You need to feel both the sheer terror and the exuberant thrill of what’s possible with AI.
You need to see what could go wrong and what could go right.
And when you do, that emotional energy pounding in your chest can lift you up and forwards, with a spring in your step that might’ve been missing for years.
The future is now. It’s wide open.
For writing, here’s a first draft of what I’m thinking.
First draft: Writing in the Age of AI
The writing (and creative) process is the evolution of an idea into its final form through a progression of thoughts and actions. AI can augment, enhance, and expand what you do at every stage.
AI is a co-writer, collaborator, and creative assistant.
The way humans write (and do any creative work) is both different and similar.
AI and GPT-3 creates new content based on patterns and themes in existing works, which isn’t so different from the way that humans engage in creativity.
Even the most innovative writers usually have a solid grounding in the tenets, theory and predecessors of their chosen form, whether it be classical piano or creative fiction writing.
Building on what comes before, consuming and acquiring “input” is a key part of our creative process.
We have higher executive functions that allow us to exhibit reasoning, planning, cognitive flexibility, and problem-solving.
We also have lower-order emotions that allow us to have opinions and care about one idea over another, one word over another, not just as the output of a probability function.
Should AI behave in the way we want or the way their creators intended? Whose values align these systems? Should you have access to the full range of human expression, ranging from hate to love, and everything in between? I say yes. Otherwise, we’ll be reduced, marginalized, and cut down.
AI can be an amazing improvisation partner. It’s an endless stream of “yes-and” and “no-but”.
Any well-read person knows it is possible to fake intelligence by sounding intelligent. AI sounds intelligent. It’s not intelligent in the way we think of intelligence. But if you’re reading a well-reasoned argument, or converse with a bot without knowing it—does it make a difference?
Is the only thing we’ve got left that AI can’t copy our personality? You could train an AI on personality tests—and your personality. But will it ever be able to be you, or will it always just replicate you, in various instances? Does it matter?
What’s in you, that makes you, you?
What does “you” look like, fully alive?
If you were to write out “you”, what would I read?
As AI systems become as good as humans at knowledge and writing tasks, you need to explore the illegible, the irrational, and the emotional.
If AI turns mediocre writing into a commodity, will that increase the "price" of good writing?
But do we pay for “writing” or for what we experience when reading?

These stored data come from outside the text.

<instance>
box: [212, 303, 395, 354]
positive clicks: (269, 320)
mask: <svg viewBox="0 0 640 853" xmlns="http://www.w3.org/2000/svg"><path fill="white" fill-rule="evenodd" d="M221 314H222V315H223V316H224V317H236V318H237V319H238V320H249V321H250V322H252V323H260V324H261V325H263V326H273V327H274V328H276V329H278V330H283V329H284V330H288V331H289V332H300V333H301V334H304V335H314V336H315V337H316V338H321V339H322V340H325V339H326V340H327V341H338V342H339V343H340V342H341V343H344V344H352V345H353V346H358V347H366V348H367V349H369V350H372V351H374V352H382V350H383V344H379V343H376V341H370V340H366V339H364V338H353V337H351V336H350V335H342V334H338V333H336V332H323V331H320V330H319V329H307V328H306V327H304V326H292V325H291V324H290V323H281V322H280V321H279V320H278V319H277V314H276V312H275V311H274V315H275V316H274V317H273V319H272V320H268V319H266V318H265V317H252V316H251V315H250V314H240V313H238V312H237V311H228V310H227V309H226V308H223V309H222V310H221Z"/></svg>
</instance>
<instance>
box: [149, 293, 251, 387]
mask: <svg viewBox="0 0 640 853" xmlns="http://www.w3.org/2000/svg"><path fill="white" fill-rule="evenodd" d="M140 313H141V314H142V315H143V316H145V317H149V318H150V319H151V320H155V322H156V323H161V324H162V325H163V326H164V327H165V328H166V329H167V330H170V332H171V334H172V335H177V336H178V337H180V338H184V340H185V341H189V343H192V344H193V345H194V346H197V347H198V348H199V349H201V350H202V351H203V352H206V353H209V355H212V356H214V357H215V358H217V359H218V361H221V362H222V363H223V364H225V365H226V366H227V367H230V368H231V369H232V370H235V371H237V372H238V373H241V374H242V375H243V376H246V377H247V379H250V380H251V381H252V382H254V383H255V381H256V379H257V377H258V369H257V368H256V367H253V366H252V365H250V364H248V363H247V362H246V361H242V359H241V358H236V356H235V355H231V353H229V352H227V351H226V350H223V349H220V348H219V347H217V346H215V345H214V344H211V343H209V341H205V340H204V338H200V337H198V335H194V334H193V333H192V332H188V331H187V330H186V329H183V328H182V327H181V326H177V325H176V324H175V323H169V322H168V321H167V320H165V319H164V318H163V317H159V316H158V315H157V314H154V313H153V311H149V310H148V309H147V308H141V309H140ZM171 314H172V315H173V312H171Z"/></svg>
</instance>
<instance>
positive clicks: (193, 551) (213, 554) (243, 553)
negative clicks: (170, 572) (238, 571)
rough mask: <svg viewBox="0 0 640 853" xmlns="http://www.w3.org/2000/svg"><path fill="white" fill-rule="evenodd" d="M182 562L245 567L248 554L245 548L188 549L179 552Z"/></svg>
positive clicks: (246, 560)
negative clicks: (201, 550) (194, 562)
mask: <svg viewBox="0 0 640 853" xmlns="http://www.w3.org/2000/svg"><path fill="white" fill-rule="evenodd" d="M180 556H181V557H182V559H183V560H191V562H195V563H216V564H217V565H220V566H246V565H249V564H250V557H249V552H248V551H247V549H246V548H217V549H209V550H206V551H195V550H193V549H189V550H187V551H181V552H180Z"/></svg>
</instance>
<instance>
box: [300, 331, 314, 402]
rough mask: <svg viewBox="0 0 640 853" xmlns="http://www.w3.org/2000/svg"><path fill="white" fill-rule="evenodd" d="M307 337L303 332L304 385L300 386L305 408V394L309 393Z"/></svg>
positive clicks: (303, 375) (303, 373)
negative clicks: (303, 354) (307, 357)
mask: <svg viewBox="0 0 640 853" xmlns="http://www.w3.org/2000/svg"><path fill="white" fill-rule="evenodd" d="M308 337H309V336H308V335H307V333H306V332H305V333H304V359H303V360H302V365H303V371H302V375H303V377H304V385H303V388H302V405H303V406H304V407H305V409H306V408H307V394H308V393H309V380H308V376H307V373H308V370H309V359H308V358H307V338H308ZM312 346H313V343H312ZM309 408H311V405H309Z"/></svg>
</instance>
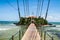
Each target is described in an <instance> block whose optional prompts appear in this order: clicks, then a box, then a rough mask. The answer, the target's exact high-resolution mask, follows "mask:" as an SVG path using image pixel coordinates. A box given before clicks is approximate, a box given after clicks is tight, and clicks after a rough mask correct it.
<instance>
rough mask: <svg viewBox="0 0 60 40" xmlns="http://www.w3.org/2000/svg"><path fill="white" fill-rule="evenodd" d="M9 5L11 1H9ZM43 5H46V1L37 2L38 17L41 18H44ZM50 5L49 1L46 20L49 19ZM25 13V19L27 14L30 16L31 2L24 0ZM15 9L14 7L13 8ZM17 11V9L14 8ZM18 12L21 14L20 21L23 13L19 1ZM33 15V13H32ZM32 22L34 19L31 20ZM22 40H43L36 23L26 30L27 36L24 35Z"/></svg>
mask: <svg viewBox="0 0 60 40" xmlns="http://www.w3.org/2000/svg"><path fill="white" fill-rule="evenodd" d="M8 3H9V1H8ZM43 4H44V0H37V11H36V17H37V16H38V15H39V17H41V16H42V11H43ZM49 4H50V0H48V5H47V9H46V15H45V20H46V19H47V14H48V9H49ZM9 5H10V6H11V7H13V5H11V4H10V3H9ZM23 7H24V8H23V9H24V10H23V11H24V17H26V16H27V14H29V15H30V12H29V0H23ZM13 8H14V7H13ZM14 9H15V8H14ZM17 10H18V14H19V20H20V18H21V13H20V7H19V0H17ZM32 15H33V13H32ZM31 20H32V19H31ZM21 40H41V35H40V34H39V32H38V30H37V28H36V26H35V24H34V23H31V24H30V25H29V26H28V29H27V30H26V32H25V34H24V35H23V37H22V39H21Z"/></svg>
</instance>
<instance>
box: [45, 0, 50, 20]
mask: <svg viewBox="0 0 60 40" xmlns="http://www.w3.org/2000/svg"><path fill="white" fill-rule="evenodd" d="M49 4H50V0H48V5H47V10H46V15H45V20H46V18H47V14H48V9H49Z"/></svg>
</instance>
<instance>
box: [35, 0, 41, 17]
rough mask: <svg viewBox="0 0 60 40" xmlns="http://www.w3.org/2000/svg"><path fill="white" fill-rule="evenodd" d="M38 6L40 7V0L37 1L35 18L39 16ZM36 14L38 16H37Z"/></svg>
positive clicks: (38, 10)
mask: <svg viewBox="0 0 60 40" xmlns="http://www.w3.org/2000/svg"><path fill="white" fill-rule="evenodd" d="M40 5H41V0H37V11H36V16H38V15H39V12H40ZM37 13H38V15H37Z"/></svg>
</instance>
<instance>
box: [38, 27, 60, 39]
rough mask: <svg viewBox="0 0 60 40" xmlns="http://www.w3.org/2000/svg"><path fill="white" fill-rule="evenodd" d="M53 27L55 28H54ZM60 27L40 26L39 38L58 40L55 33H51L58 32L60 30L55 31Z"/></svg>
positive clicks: (58, 38) (39, 31)
mask: <svg viewBox="0 0 60 40" xmlns="http://www.w3.org/2000/svg"><path fill="white" fill-rule="evenodd" d="M54 28H55V29H54ZM58 28H60V27H40V28H39V29H40V31H39V32H40V36H41V38H42V39H41V40H59V37H58V36H57V35H56V34H55V35H54V34H52V32H53V33H55V32H56V33H57V32H60V31H57V29H58ZM48 30H49V31H52V32H49V31H48Z"/></svg>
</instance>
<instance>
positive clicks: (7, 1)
mask: <svg viewBox="0 0 60 40" xmlns="http://www.w3.org/2000/svg"><path fill="white" fill-rule="evenodd" d="M7 3H8V4H9V5H10V6H11V7H12V8H14V9H15V10H18V9H17V8H15V7H14V6H13V5H12V4H11V3H10V2H9V1H8V0H7Z"/></svg>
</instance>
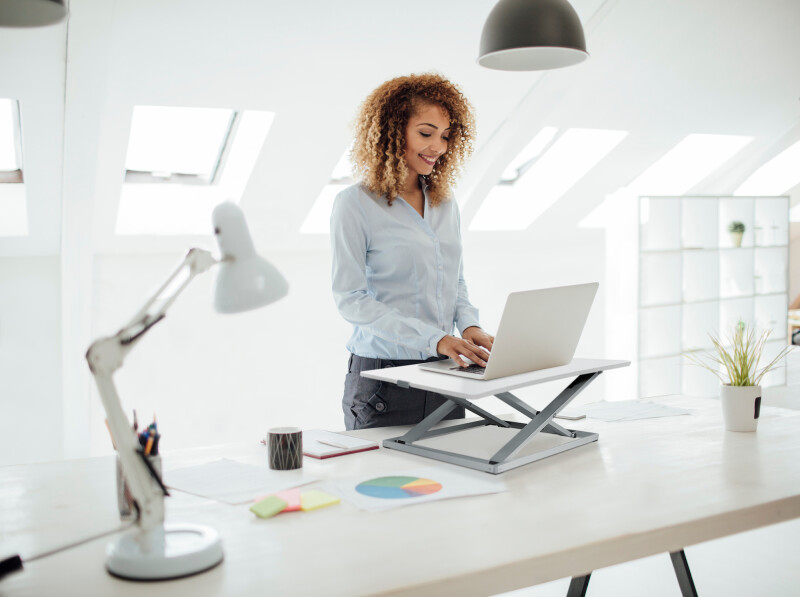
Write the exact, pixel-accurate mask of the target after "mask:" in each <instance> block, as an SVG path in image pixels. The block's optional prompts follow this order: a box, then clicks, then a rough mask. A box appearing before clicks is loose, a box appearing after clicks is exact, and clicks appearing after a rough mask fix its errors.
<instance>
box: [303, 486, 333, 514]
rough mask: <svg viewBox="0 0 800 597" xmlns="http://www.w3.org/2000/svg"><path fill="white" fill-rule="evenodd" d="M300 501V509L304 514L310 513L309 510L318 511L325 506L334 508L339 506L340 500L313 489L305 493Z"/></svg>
mask: <svg viewBox="0 0 800 597" xmlns="http://www.w3.org/2000/svg"><path fill="white" fill-rule="evenodd" d="M300 501H301V506H300V507H301V508H302V510H303V512H308V511H309V510H316V509H317V508H324V507H325V506H333V505H334V504H338V503H339V498H337V497H336V496H335V495H331V494H329V493H325V492H324V491H320V490H318V489H312V490H311V491H306V492H305V493H303V494H301V495H300Z"/></svg>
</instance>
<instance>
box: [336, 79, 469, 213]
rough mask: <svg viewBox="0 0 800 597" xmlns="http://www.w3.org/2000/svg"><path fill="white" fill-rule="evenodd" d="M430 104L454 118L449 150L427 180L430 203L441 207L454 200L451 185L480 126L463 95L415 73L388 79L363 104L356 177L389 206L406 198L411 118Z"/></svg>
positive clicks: (439, 160) (449, 141) (355, 156)
mask: <svg viewBox="0 0 800 597" xmlns="http://www.w3.org/2000/svg"><path fill="white" fill-rule="evenodd" d="M430 104H433V105H438V106H441V107H442V108H443V109H444V110H445V111H446V112H447V114H448V116H449V118H450V140H449V141H448V144H447V151H446V152H445V153H444V154H443V155H442V156H441V157H440V158H439V159H438V160H437V162H436V165H435V166H434V168H433V171H432V172H431V173H430V175H428V176H426V177H425V179H426V182H427V184H428V196H429V199H430V202H431V205H438V204H439V203H441V202H442V201H445V200H447V199H448V198H449V197H450V186H451V185H452V184H453V182H454V180H455V179H456V178H457V177H458V176H459V175H460V173H461V167H462V166H463V164H464V162H465V160H466V158H468V157H469V156H470V155H471V154H472V149H473V140H474V138H475V122H474V119H473V116H472V106H471V104H470V103H469V101H468V100H467V98H466V97H464V94H462V93H461V91H460V90H459V89H458V87H456V86H455V85H454V84H453V83H451V82H450V81H448V80H447V79H445V78H444V77H442V76H440V75H437V74H433V73H425V74H421V75H414V74H412V75H408V76H406V77H397V78H395V79H391V80H389V81H386V82H385V83H383V84H382V85H381V86H380V87H378V88H377V89H376V90H375V91H373V92H372V93H371V94H370V95H369V96H368V97H367V99H366V100H364V103H363V104H361V107H360V109H359V112H358V116H357V118H356V121H355V123H354V129H355V131H354V132H355V142H354V144H353V149H352V151H351V153H350V161H351V162H352V164H353V171H354V173H355V175H356V178H357V179H358V180H360V181H361V183H362V184H364V186H366V187H367V188H368V189H369V190H370V191H372V192H373V193H375V194H377V195H380V196H385V197H386V198H387V200H388V201H389V205H391V204H392V200H393V199H394V198H395V197H396V196H398V195H400V194H401V192H402V188H403V183H404V182H405V180H406V178H407V177H408V166H407V164H406V161H405V158H404V156H405V148H406V147H405V146H406V126H407V124H408V120H409V118H411V117H412V116H413V115H414V114H415V113H416V111H417V110H419V108H420V107H422V106H427V105H430Z"/></svg>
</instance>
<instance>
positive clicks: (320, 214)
mask: <svg viewBox="0 0 800 597" xmlns="http://www.w3.org/2000/svg"><path fill="white" fill-rule="evenodd" d="M348 186H350V185H349V184H344V183H338V184H337V183H335V184H326V185H325V186H324V187H322V191H321V192H320V194H319V196H318V197H317V200H316V201H315V202H314V205H313V206H312V207H311V211H309V212H308V215H307V216H306V220H305V222H303V225H302V226H301V227H300V233H301V234H328V233H329V232H330V221H331V210H333V201H334V199H336V195H338V194H339V193H340V192H341V191H343V190H344V189H346V188H347V187H348Z"/></svg>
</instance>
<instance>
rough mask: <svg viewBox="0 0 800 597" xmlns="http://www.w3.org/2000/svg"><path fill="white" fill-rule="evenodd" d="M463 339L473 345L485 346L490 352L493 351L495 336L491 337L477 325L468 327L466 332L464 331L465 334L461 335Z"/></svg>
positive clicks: (465, 330)
mask: <svg viewBox="0 0 800 597" xmlns="http://www.w3.org/2000/svg"><path fill="white" fill-rule="evenodd" d="M461 337H462V338H464V340H467V341H469V342H472V343H473V344H477V345H478V346H483V347H484V348H485V349H486V350H489V351H491V350H492V345H493V344H494V336H490V335H489V334H487V333H486V332H484V331H483V330H482V329H481V328H479V327H478V326H476V325H473V326H472V327H468V328H467V329H466V330H464V333H463V334H461Z"/></svg>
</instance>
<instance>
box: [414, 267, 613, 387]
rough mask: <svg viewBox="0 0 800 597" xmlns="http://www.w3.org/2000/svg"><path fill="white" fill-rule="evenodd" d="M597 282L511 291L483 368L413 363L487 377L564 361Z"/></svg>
mask: <svg viewBox="0 0 800 597" xmlns="http://www.w3.org/2000/svg"><path fill="white" fill-rule="evenodd" d="M598 286H599V284H598V283H597V282H591V283H589V284H576V285H573V286H558V287H555V288H542V289H538V290H526V291H522V292H512V293H511V294H509V295H508V299H506V306H505V308H504V309H503V315H502V317H501V318H500V325H499V326H498V328H497V334H496V335H495V338H494V344H493V345H492V352H491V355H490V356H489V360H488V361H487V363H486V368H483V367H480V366H479V365H470V367H467V368H464V367H460V366H458V364H456V362H455V361H454V360H453V359H446V360H443V361H433V362H430V363H421V364H420V365H418V367H419V368H420V369H425V370H427V371H436V372H437V373H446V374H448V375H458V376H461V377H468V378H470V379H483V380H489V379H497V378H498V377H506V376H508V375H517V374H519V373H528V372H530V371H538V370H540V369H549V368H550V367H560V366H561V365H566V364H568V363H569V362H570V361H571V360H572V357H573V356H574V355H575V349H576V348H577V346H578V340H579V339H580V337H581V333H582V332H583V326H584V325H586V319H587V317H588V316H589V309H591V307H592V303H593V302H594V297H595V295H596V294H597V287H598Z"/></svg>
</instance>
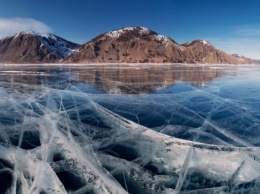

Handmade things are appreciated more once you can get cheap replicas or imitations.
Will we compliment a piece of writing by saying "this couldn't have been written by an AI"?
If AI can generate an endless stream of ideas, will it still be about the “idea” in what you’re reading?
Does it not matter more who the idea came from, or how they communicate it?
Once you produce quantity, it becomes about quality. Fair, but what helps you produce better quantities? Systems and process. Frameworks, models and guiding AI output will matter more for a while. Eventually, it won’t matter at all.
The question isn’t: “which tool is better?”. The question is: “how can I use any tool to help me write more, and write better?”
What will help you get closer to the vision and idea in your mind, that only you can see?
Do you need to see a lot of text so you can select the “best” version?
Or do you have such clarity that you can guide AI to produce what you want?
Now that you can do anything with AI, the question is: "What now" and "what for?" Developing your sense of taste has never been more important.
What is now required, that you could ignore before? Aesthetics. In another word: Judgment. Which requires you to form a:
Point of view
Perspective
Personality
Sense of taste
I’ll revise this further at some point.